By TODD FREDRICKSON
Herald Writer
SEATTLE – With his arm and his head, Brock Huard tightened his grip on the Seattle Seahawks’ starting quarterback job Sunday.
It’s his knee that raised questions about whether he’ll keep it.
Huard, making his second NFL start since being promoted from the second string, completed 19 of 26 passes for three touchdowns and one interception in the Seahawks’ 37-24 NFL loss to Indianapolis at Husky Stadium.
The offense had a flow and a crispness not seen all season, and the Seahawks had a least a prayer of victory until Huard threw his only interception with 4:34 remaining.
But Huard injured his knee on the previous series, and former starter Jon Kitna was on the field for Seattle’s final possession.
After the game, Huard walked with a pronounced and painful-looking limp, and while he was confident the injury isn’t season-threatening, he also stopped short of predicting he’ll be ready to go next week when the Seahawks (2-5) play at Oakland.
“I think it’ll be OK,” he said. “I know it’s not anything major, so we’ll just get it (an MRI exam) done and we’ll see.”
If he’s healthy, there’s no question Huard is still the starter after making huge strides over his first start, a 26-3 loss to Carolina in which he was 19-for-34 passing and the Seahawks were 0-for-11 on third-down conversions.

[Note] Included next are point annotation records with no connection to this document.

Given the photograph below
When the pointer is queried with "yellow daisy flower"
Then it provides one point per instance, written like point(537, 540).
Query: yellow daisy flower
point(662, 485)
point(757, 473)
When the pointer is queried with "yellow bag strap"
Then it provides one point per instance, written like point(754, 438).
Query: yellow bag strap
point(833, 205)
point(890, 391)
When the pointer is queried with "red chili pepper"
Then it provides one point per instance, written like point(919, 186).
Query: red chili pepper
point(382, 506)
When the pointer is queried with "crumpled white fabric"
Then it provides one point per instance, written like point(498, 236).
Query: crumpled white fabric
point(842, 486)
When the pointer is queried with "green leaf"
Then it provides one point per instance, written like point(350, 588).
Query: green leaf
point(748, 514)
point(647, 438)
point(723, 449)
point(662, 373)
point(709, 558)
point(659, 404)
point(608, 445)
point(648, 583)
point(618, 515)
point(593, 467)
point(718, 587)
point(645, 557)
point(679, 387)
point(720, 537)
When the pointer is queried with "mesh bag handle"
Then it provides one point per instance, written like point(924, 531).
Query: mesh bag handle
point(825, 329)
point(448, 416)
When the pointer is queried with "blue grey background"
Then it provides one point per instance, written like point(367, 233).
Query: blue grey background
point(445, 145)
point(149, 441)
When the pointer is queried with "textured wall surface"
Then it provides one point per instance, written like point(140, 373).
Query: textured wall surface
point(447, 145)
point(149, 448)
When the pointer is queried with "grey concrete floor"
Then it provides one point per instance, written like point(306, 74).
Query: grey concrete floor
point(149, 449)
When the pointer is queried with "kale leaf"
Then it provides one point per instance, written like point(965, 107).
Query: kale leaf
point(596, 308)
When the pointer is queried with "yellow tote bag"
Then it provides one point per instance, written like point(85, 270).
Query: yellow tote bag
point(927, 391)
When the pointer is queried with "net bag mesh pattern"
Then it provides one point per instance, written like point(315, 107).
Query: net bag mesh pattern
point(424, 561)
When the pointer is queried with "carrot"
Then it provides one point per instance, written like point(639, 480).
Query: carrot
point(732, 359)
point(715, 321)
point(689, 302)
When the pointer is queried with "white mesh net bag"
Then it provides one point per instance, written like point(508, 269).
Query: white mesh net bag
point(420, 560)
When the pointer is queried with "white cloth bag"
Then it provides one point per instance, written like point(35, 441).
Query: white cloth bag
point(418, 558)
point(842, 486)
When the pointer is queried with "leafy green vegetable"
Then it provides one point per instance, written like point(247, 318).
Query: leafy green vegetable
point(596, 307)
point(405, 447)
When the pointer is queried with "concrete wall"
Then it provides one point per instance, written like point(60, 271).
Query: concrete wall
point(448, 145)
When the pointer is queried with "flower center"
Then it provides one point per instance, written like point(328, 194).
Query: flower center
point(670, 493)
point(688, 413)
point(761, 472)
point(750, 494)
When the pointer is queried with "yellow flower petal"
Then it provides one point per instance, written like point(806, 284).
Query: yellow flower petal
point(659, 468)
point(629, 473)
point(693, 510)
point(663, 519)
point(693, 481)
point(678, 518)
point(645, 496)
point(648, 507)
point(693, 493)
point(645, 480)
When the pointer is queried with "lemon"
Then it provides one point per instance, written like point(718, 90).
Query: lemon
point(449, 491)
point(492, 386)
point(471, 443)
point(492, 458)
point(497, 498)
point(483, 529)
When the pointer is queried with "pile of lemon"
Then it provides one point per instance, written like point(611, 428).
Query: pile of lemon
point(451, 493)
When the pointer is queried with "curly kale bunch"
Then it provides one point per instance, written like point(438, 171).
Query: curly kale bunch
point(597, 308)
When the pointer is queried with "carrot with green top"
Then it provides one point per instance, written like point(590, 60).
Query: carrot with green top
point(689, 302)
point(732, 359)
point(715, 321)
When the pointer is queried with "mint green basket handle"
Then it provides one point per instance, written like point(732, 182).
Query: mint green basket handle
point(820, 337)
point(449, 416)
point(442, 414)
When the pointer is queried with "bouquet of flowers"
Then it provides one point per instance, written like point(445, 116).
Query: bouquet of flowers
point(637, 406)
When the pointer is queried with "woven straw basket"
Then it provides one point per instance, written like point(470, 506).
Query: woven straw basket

“Brock was the least of our problems today,” guard Pete Kendall said, perhaps thinking of a Seahawks defense that allowed Indianapolis (4-2) to score on its first seven possessions.
“Brock played pretty well today, threw the ball pretty well for the most part,” Kendall said. “He was poised in the pocket. You’ve got to give him credit.”
Seahawks coach Mike Holmgren agreed.
“He did some really good things,” Holmgren said. “I think he is a naturally confident guy. He understands what is going on. It doesn’t surprise me how he is handling this.”
Huard was especially impressive in the second quarter, throwing touchdown passes of 8 yards to Darrell Jackson and 7 yards to Itula Mili and driving Seattle 31 yards in the final 23 seconds to set up a 51-yard field goal by Rian Lindell that made the halftime score 20-17.
He posted his third touchdown pass on a 6-yard completion to Karsten Bailey that made it 37-24 with 5:28 left in the game.
The Seahawks clung to life by recovering an onside kickoff, but Chad Cota’s interception of a Huard pass two plays later sealed the outcome.
Kitna had thrown a total of only four touchdown passes as the starter in Seattle’s first five games, and in 26 career starts he had three TDs only once, in a 37-20 victory over Cincinnati in the eighth game of last season.
Huard’s 226 passing yards Sunday topped Kitna’s total in four of Kitna’s five starts this season.
“He played about as well as you could,” Kitna said of Huard. “He was a warrior out there. He threw the ball on time, on target. He picked the right receivers and really had good command out there.
“I was proud of the way he played, and I hope he’s not hurt too bad,” Kitna said.
Huard, citing the team’s loss, seemed hesitant to say he played well, but he did admit that he felt considerably more comfortable in his second start.
“I don’t think anything about this game is ever easy. I don’t think it’s ever going to be easy,” he said. “But you definitely start to see more things, and today I felt like I was able to see a lot more things happen on the field.”
There’s little doubt that Huard, a 1999 third-round draft choice with a rifle arm out of the University of Washington, offers more upside potential than the smallish, scrappy Kitna, a former free agent out of Central Washington.
Or, as Holmgren put it, “He’s a talented young man who needs to play, and that’s what we’re doing right now.”
That potential sparkled brightly on Sunday.
What’s left to see is how fully it develops – and whether that sore knee puts it back on the shelf for a while.